Anti-Putin activist has antiseptic thrown in his face while campaigning

iStock/Thinkstock(MOSCOW) — Russia’s most prominent opposition activist, Aleksei Navalny, has been doused in green antiseptic cleaner while campaigning ahead of an intended presidential run next year.

Navalny, who made his name uncovering the alleged ill-gotten gains of top Kremlin officials, was opening a local campaign headquarters in the far-flung Siberian town, Barnaul, when a man threw the disinfectant into his face, staining it vivid green, witnesses told news agency TASS.

Immediately after the incident, Navalny posted a photo of himself coated in green on Twitter with the caption: “To open the headquarters in Barnaul I will do so as the character from the film The Mask,” a reference to the green-faced comic book character, played by Jim Carrey, in the 1994 movie. “Awesome, even my teeth are green,” he added, apparently unharmed by the liquid.

It is the latest in a procession of dirty tricks that the campaign has run into since Navalny took it to Siberia. He has been pelted with eggs, his fellow activists have found the doors of their apartments sealed-up with filler-foam and police have disrupted a campaign event by forcing people to evacuate over a supposed bomb threat.

Navalny, known for a sarcastic, irreverent style, has pointedly tried to take the disruptions in stride. After police forced people to leave the campaign event over the bomb threat, he took it outside, speaking to supporters from a snowdrift in 21 degrees Fahrenheit, according to a Times of London correspondent, who was present.

Navalny is opening dozens of local campaign headquarters across Russia to prepare for a run against current president Vladimir Putin in next year’s elections. Siberia is his first attempt to take the campaign outside of areas close to Moscow and local authorities have expressed hostility to his arrival. Last week, a presidential envoy to Siberia, Sergei Menyailo, told local media Navalny’s campaign threatened “stability” in the region and was trying to “put the bases of power in doubt.”
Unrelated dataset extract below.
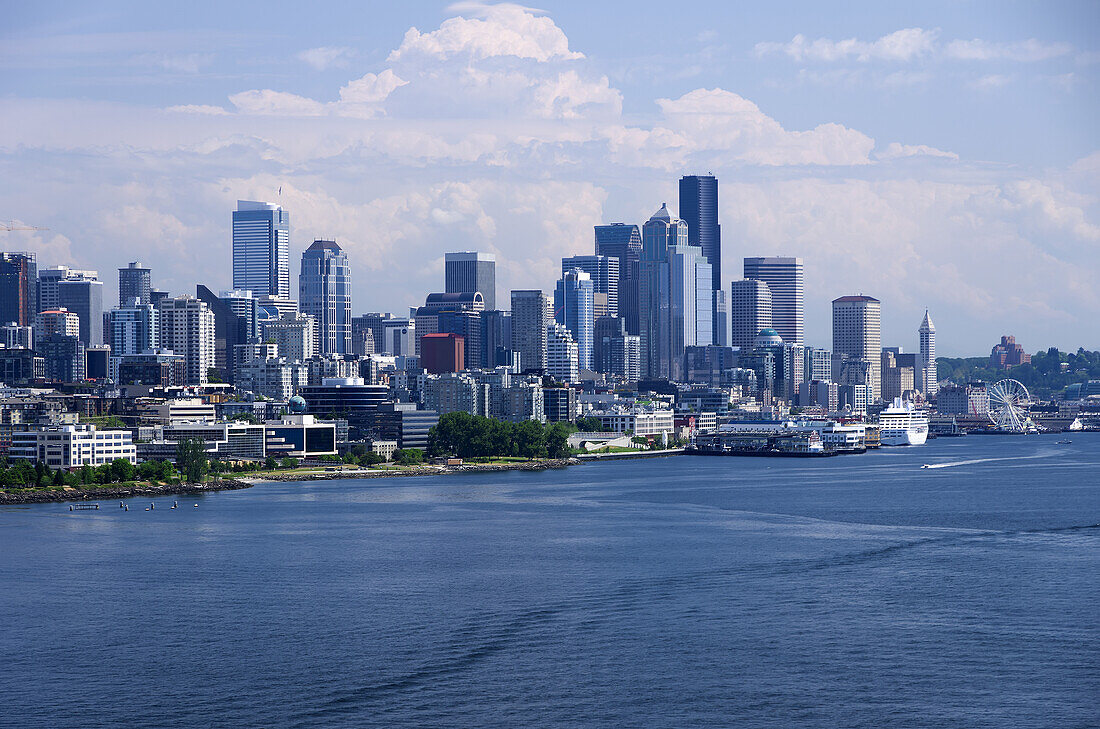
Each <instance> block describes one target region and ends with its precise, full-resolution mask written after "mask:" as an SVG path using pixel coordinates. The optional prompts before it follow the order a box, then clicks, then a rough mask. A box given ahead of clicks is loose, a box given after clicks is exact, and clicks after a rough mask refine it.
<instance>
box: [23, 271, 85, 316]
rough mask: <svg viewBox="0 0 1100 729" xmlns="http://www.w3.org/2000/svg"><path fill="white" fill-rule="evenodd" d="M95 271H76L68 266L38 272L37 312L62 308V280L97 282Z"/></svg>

A former lawyer who turned his anti-corruption work into a political movement, Navalny has faced a series of criminal cases, which he says are meant to block his political activity. This month a court handed him a 5-year suspended sentence on fraud charges, after the original verdict was ruled flawed by the European Court of Human Rights.

Russian law forbids those convicted of a criminal offense from running for public office, but Navalny has said he will run regardless. He has said he has no expectation of beating Putin, but that his campaign is intended to show how rigged politics are under Putin’s rule and remind Russians that opposition forces still exist in the country.
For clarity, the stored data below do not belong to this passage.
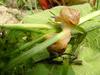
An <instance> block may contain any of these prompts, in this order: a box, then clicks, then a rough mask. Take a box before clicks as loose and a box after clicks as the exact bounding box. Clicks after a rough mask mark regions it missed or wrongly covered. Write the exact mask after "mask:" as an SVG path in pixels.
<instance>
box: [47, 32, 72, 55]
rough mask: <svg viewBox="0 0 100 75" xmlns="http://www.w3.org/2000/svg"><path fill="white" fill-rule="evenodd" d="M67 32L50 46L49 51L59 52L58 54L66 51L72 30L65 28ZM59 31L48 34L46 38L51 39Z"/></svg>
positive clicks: (50, 52) (63, 52)
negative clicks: (54, 42) (50, 34)
mask: <svg viewBox="0 0 100 75" xmlns="http://www.w3.org/2000/svg"><path fill="white" fill-rule="evenodd" d="M63 32H64V33H65V35H64V36H63V37H62V38H61V39H59V40H58V41H57V42H55V43H54V44H52V45H51V46H49V47H48V51H49V52H50V53H52V54H55V53H58V54H62V53H64V51H65V49H66V47H67V44H68V42H69V41H70V39H71V32H70V30H64V31H63ZM56 34H57V33H54V34H51V35H48V36H47V37H46V38H47V39H49V38H51V37H53V36H54V35H56Z"/></svg>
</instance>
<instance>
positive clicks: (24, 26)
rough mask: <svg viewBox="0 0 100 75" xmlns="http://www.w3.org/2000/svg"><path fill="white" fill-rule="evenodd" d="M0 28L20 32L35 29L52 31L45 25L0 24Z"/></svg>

He faces a dizzyingly uphill battle, however. Hundreds of people attended a rally supporting him in the Siberian city of Tomsk, but a recent poll by the independent Levada Center found only 3 percent of Russians “respected” Navalny and only 1 percent said they would vote for him.

Despite their small hold in the country, Russia’s opposition are frequently attacked. Smearing opposition figures with antiseptic during rallies has become a common tactic; others have been mysteriously poisoned or, in the case of one of Russia’s most prominent Putin critics, Boris Nemtsov, shot dead.

Navalny has gained a large internet following thanks to his investigations into some of Putin’s closest allies, presented in slick, often mocking videos. This month, he released an investigation into Putin’s prime minister and former president, Dmitry Medvedev, presenting tax documents he claims show Medvedev created a property empire worth over a billion dollars using a corrupt scheme based on phoney charities. Nine million people have watched the video so far.

“Maybe in the Kremlin they think with a green a face I won’t make anymore videos,” Navalny said in a video published on his site shortly after being hit with the antiseptic. “But I definitely will, because even more people will watch me and it in absolutely no way will stop me.”